The call to action centers on addressing research gaps and improving patients’ social determinants of health, access to pharmacotherapies, CKM syndrome education, interdisciplinary care, obesity management, and community support.
“We actually now have therapies that converge together and meaningfully improve outcomes, whether from a metabolic, cardiovascular, or kidney perspective,” said Janani Rangaswamy, MD, a nephrologist and coauthor of the paper. She is also professor of medicine at the George Washington University School of Medicine in Washington, DC. Dr Rangaswamy mentioned, for example, that high-level evidence supports SGLT2i for cardio-kidney protection in patients who have CKD with and without diabetes across albuminuria categories and patients who have heart failure with preserved or reduced ejection fraction. Combined use of SGLT2i and GLP-1 RA may be considered for those with multiple CKM syndrome risk factors in the setting of high predicted cardiovascular risk.
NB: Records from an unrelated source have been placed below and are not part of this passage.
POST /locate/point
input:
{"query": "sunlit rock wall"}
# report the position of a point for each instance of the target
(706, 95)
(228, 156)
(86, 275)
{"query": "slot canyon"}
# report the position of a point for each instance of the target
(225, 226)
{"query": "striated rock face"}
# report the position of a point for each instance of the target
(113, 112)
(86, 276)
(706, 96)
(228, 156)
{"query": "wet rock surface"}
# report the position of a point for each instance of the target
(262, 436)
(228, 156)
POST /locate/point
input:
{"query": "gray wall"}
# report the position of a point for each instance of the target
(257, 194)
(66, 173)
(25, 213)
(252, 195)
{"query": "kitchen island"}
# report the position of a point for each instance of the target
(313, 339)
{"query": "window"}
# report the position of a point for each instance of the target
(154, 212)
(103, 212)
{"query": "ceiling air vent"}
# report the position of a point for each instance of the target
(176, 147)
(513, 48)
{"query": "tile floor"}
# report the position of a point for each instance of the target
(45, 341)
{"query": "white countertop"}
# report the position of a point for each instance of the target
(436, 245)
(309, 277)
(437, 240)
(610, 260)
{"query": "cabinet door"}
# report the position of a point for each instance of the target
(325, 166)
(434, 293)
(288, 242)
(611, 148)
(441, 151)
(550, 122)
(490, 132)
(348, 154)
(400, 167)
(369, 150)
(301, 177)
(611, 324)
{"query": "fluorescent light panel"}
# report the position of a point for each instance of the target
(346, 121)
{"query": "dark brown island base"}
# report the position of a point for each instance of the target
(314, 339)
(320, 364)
In patients with CKD and diabetes, finerenone, a nonsteroidal mineralocorticoid receptor antagonist, data shows benefit on top of renin angiotensin aldosterone system inhibitors.
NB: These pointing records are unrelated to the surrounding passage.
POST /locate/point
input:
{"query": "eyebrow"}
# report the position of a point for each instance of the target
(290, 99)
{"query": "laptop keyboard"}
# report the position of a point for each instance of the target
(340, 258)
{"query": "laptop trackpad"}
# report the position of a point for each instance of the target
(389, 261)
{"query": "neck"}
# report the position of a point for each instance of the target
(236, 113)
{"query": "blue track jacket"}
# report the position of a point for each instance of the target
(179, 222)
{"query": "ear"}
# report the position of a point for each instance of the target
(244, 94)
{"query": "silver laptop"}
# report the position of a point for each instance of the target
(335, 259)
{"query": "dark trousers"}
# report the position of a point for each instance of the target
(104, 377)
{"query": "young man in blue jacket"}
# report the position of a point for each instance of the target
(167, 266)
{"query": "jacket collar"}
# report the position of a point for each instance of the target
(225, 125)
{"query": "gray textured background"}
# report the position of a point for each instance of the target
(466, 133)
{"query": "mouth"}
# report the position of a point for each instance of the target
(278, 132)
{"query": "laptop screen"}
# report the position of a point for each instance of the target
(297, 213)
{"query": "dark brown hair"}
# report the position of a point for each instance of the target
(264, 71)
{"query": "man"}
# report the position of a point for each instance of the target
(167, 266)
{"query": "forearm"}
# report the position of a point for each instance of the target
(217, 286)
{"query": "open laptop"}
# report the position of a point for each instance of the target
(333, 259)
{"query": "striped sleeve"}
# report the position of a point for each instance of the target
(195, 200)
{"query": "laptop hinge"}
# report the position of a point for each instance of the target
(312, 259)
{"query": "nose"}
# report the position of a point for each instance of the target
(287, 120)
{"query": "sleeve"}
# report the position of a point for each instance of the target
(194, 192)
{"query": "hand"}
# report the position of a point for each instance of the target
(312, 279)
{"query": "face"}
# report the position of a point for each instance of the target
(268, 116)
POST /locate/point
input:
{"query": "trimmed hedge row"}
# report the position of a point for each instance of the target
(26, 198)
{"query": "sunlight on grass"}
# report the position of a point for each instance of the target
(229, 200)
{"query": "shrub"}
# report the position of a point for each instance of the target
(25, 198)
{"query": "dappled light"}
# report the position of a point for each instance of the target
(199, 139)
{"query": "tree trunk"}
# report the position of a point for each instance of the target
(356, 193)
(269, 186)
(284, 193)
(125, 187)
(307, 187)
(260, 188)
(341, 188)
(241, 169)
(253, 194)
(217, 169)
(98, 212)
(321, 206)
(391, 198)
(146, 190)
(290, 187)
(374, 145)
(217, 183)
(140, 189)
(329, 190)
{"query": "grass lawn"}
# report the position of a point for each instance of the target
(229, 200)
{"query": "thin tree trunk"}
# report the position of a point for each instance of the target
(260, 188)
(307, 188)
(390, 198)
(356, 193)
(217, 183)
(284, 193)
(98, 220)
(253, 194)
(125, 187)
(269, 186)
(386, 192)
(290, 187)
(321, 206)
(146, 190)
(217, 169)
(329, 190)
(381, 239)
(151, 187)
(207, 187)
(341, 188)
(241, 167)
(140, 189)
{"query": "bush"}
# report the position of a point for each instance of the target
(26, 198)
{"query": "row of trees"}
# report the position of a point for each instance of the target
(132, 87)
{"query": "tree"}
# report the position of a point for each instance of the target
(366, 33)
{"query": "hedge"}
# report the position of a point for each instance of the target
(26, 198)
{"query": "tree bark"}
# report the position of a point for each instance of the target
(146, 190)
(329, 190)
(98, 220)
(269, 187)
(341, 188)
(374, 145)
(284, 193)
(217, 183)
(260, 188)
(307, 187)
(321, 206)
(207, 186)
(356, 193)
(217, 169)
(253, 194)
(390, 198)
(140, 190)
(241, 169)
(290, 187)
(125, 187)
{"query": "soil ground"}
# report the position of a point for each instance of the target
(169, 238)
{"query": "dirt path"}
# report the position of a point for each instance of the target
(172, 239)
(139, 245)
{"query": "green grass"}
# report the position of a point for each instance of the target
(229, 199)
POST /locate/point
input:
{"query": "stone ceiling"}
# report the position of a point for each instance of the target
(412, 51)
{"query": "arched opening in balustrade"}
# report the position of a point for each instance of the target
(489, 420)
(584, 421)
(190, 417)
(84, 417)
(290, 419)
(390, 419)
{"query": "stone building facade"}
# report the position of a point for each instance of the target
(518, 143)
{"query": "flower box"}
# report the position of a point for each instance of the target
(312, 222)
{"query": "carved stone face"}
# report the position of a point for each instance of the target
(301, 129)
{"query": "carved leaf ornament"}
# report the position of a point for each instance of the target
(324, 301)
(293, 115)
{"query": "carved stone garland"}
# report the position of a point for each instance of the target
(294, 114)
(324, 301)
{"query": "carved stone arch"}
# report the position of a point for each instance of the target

The advisory proposed value-based care whereby patients with at least 2 criteria for CKM syndrome see a multidisciplinary care team that includes representation from primary care, cardiology, nephrology, and endocrinology with oversight from a care coordinator. The goal is upfront, guideline-recommended treatment.
Disclosure: Some study authors declared affiliations with biotech, pharmaceutical, and/or device companies. Please see the original reference for a full list of authors’ disclosures.
References
Ndumele CE, Rangaswami J, Chow SL, et al. Cardiovascular-kidney-metabolic health: A presidential advisory rom the American Heart Association. Published online October 9, 2023. Circulation. doi:10.1161/CIR.0000000000001184
Cardiovascular kidney metabolic health: Presidential advisory. Accessed on October 13, 2023 at https://www.youtube.com/watch?v=HfN3GzuY1dI
Heart disease risk, prevention and management redefined. News release. American Heart Association; October 9, 2023.